Remember that if you’re more than a few metres from the edge of the road, you’re probably standing on property that is privately owned and they’re responsible for looking after it. If you are wandering around without permission, you’re trespassing. And if you’re camping on a station that runs a camping ground, you should be paying the fee they ask rather than sneaking a few hundred yards away. Remember these locals are the people you’d have to turn to for medical or mechanical help if you’d need it.

9. Water

Australia is the driest continent on earth so water should not be wasted anywhere – but particularly where rainfall is low and unreliable.
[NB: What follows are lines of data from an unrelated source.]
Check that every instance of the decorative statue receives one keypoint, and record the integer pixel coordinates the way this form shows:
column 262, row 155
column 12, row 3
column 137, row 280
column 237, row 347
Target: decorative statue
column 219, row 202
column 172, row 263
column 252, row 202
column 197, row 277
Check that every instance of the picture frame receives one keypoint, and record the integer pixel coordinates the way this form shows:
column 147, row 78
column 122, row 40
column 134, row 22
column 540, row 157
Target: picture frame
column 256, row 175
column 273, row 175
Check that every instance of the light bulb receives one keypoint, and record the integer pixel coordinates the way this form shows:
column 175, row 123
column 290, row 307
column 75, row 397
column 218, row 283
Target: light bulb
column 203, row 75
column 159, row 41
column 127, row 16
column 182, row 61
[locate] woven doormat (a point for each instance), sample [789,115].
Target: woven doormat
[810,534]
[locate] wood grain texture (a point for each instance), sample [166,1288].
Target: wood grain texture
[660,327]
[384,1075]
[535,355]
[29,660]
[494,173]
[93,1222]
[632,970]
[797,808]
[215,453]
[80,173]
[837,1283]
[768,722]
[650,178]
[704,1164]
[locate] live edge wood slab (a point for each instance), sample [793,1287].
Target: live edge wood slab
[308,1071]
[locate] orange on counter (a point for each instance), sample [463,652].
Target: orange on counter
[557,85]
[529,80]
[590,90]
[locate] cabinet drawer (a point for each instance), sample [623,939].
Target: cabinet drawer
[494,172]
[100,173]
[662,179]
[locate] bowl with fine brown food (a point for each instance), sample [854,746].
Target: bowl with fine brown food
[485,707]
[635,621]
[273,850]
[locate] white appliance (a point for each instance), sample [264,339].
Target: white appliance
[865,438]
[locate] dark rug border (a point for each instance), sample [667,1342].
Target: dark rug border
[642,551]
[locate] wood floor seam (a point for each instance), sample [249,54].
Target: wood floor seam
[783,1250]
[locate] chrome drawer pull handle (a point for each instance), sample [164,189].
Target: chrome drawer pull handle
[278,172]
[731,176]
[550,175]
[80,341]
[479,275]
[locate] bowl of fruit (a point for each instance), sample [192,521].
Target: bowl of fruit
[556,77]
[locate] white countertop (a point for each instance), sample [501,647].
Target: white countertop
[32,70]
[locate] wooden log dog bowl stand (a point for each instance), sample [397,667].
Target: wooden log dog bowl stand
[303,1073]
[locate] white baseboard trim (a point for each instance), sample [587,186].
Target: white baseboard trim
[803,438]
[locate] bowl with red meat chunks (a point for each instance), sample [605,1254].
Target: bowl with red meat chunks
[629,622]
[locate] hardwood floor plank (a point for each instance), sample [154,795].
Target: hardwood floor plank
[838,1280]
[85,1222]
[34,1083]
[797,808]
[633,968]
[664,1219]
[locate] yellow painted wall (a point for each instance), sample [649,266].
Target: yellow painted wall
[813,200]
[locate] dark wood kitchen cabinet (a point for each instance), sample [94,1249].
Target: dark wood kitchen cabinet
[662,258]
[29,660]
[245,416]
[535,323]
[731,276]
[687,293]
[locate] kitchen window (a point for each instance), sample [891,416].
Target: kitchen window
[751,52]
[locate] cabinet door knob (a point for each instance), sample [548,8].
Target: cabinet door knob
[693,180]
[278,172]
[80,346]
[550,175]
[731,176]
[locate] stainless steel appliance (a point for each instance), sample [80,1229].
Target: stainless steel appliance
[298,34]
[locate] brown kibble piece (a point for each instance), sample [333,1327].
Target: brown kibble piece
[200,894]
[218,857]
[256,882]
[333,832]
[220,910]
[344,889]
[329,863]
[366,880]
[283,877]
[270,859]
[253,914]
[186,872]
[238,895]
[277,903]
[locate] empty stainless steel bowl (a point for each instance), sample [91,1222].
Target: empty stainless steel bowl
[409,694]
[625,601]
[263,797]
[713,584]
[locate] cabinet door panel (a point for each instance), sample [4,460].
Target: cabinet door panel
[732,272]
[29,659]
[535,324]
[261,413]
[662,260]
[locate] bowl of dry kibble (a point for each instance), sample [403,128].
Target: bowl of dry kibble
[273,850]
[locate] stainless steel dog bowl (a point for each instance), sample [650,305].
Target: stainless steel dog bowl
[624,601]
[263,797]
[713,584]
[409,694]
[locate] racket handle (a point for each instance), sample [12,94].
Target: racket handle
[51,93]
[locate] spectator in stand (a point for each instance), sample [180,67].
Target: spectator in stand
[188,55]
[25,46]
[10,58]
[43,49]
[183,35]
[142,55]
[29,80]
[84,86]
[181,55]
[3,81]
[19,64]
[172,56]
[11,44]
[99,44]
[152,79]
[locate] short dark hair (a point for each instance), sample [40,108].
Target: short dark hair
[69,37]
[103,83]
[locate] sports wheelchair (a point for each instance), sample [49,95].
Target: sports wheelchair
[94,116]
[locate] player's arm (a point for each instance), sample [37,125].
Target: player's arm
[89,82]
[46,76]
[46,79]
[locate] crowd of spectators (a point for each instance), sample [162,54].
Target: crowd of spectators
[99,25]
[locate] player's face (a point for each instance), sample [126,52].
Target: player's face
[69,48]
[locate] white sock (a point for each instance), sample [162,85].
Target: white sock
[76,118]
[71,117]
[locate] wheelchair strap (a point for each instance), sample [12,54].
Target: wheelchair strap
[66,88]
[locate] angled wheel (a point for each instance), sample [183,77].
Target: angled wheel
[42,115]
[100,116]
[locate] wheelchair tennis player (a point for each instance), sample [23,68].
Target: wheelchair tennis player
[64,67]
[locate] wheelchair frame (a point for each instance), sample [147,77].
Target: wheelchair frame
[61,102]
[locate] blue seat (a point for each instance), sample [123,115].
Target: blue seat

Soap, detergent, sunscreen and insect repellent are all chemicals that should never be put into any water than animals (either native birds and animals or domestic stock) are relying on. Small amounts may not poison the animals however it could put them off drinking, for example cattle may refuse to drink from a trough that has strong smelling soap in the water.

10. Litter

This would seem blindingly obvious, but judging by the amount of roadside rubbish in some areas, it is clearly not obvious to everyone. If you can take it out of town you can take it back – don’t leave your rubbish lying around in the bush. Not even cigarette butts or paper. Don’t think it’s ok to bury it, either – take it away with you.

In fact if you can pick up a bit of someone else’s rubbish then please do – once there is a bit of rubbish left lying around many people seem to think it’s then ok to add to it.

When visiting creeks and waterfalls we take spare plastic bags with us which we can usually fill with broken glass and cans that have been left lying around.

If everyone took a little bit of rubbish away then the world would be a lot cleaner. Encourage others to do likewise as they travel around – you can make a significant difference, a little bit at a time.

11. Road Rules

The road rules vary between states and these differences are worth checking up on if you’re travelling around Australia, particularly if you are towing a trailer or caravan.

If you are from another country, the Roads and Traffic Authority (RTA) of New South Wales has produced information booklets on Australian road rules in different languages.

The Australian Automobile Association (AAA) has information on subjects such as International Driving Permits as well as a list of links to other motoring information websites and a complete list of the main motoring organisations in Australia.

12. Take more than one Map

GPS systems and maps are often inaccurate in remote areas.  So always take more than one map, have a good idea of where you’re headed, and always allow a margin of extra time to complete travel before dark.